Former Celtic defender Erik Sviatchencho has insisted that his former colleagues would far rather win the title conventionally than have it declared as it currently stands.

With a chaotic SPFL vote eventually favouring a decision last week to end the Championhip, League One and League Two as it is, the likelihood is that after Thursday’s UEFA meeting with all 55 member clubs that the top flight could follow.

That would hand Celtic their ninth successive title and despite the manner in which Neil Lennon’s side have accelerated away from the pack in the latter half of the campaign, there have been accusations that a question mark will linger next to any championship that is called prematurely.

“I think it would feel very odd to win a championship in those kind of circumstances,” said Sviatchenko. “As a player, as supporters, you would never pick it to be this way. You would always want the chance to get out and play, without anyone suggesting that there is a question mark over you in any shape or form.

“I can see why other teams would have some objections when there are still points to play for but realistically when you look at it, it is a very big gap. To get to that number one position you have to have done a lot of work. But as a player I think you always want to do it the right way. If there is criticism about it then I think there are also some strong mitigating circumstances because we have to keep people safe and that has been the main concern these past few months.”

Sviatchenko was on his way to a title medal in his homeland with FC Midtjylland prior to the Coronavirus taking hold. With a 12-point lead over reigning champions Copenhagen, Midtjylland were on course to reclaim champion status.

The Danes are confident of getting football up and running within the next month and Sviatchechenko revealed that his current club has paved the way for an innovative return to football. Midtjylland have erected two giants screens in the car park of their MCH Arena with space for between 2,000 and 3,000 cars; the idea would be that each vehicle would hold two or three fans with the game shown live on the screens and commentary streamed through car radios. There is already scope for further screens to go up, if required.

“At Midtjylland we always like to think that we do things differently and this would be a little different,” said Sviatchenko. “It is getting people together without them being together, if that makes sense. If we can accommodate up to 3,000 cars with at least two or three fans in every car then I am sure that they would make an atmosphere outside.

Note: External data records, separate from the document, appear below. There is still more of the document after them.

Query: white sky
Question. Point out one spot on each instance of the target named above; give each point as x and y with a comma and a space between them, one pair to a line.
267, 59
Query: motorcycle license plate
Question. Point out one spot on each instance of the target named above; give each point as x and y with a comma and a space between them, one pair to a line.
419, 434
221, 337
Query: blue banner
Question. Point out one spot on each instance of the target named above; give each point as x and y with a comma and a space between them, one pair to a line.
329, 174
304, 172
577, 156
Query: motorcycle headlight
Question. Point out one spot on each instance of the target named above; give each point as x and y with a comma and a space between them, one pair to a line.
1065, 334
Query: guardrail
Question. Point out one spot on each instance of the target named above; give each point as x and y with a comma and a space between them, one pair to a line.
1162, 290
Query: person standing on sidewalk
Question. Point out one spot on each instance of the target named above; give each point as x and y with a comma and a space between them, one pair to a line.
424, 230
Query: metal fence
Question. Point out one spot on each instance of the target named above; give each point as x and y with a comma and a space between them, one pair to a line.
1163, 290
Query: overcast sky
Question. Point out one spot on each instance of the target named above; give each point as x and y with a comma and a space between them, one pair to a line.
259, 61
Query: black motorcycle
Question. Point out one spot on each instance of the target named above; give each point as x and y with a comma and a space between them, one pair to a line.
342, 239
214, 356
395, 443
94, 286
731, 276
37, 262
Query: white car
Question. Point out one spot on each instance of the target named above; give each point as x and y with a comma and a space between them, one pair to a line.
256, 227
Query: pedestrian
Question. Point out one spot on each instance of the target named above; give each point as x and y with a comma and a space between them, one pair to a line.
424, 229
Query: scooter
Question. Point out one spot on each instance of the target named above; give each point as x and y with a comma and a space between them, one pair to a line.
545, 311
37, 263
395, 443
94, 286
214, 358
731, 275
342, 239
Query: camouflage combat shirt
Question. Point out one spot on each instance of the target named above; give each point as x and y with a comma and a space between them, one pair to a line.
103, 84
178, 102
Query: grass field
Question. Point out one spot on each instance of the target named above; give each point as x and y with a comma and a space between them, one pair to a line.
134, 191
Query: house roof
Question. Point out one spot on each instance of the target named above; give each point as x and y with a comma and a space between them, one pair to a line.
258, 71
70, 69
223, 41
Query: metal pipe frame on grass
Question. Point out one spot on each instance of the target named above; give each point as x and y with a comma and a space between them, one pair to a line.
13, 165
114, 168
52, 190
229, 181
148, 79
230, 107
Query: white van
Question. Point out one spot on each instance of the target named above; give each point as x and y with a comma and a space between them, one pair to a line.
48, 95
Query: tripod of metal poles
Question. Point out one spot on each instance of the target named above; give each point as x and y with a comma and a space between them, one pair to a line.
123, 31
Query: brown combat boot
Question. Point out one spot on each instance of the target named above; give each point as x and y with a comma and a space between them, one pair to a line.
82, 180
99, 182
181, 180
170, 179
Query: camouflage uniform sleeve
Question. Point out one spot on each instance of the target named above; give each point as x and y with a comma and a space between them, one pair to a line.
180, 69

“They would come with their shirts and scarfs and honk their horns and although it is not the same as us running out and playing in front of them, it is a feeling of connection at a time when that is otherwise impossible. For me, football is about community and togetherness and should be something that unites people. We all love to watch football and talk about football and this offers an innovative way to do that while also respecting the guidelines that we all need to continue to adhere to.”

That hasn’t been the only innovative approach to coping with lockdown.

“We are into the fifth week of lockdown but since the first week we have been training but in small groups,” said Sviatchenko. “It has been OK. We go to the training ground at different times and in very small groups, but not position specific. So we have a mix of players – defenders, midfielders, strikers – and we train outside and making sure that we are distanced. We aren’t hammering it, that wouldn’t be possible, but we are training and the coaches have been impressive in the way they have come up with some very imaginative drills for us to go through without being close to one another. We have been able to work on movement and things like that but it has also meant that physically we have stayed in good shape. Mentally we know that we might have to try and turn our heads back towards games soon because the talk is that we might resume matches in a month or so.

“We have been quite progressive in Denmark. We don’t know yet what is going to happen but we are still optimistic that in some way we can finish the season. We were supposed to have 12 games still to play but the discussions at the minute suggest that we could get that down to five games. Again, it gets complicated but some of the games were due to be played home and away and so there are still some question marks about how we would do it. The appetite is geared towards trying to complete the season but at the same time I think everyone appreciates that it is about safety first.”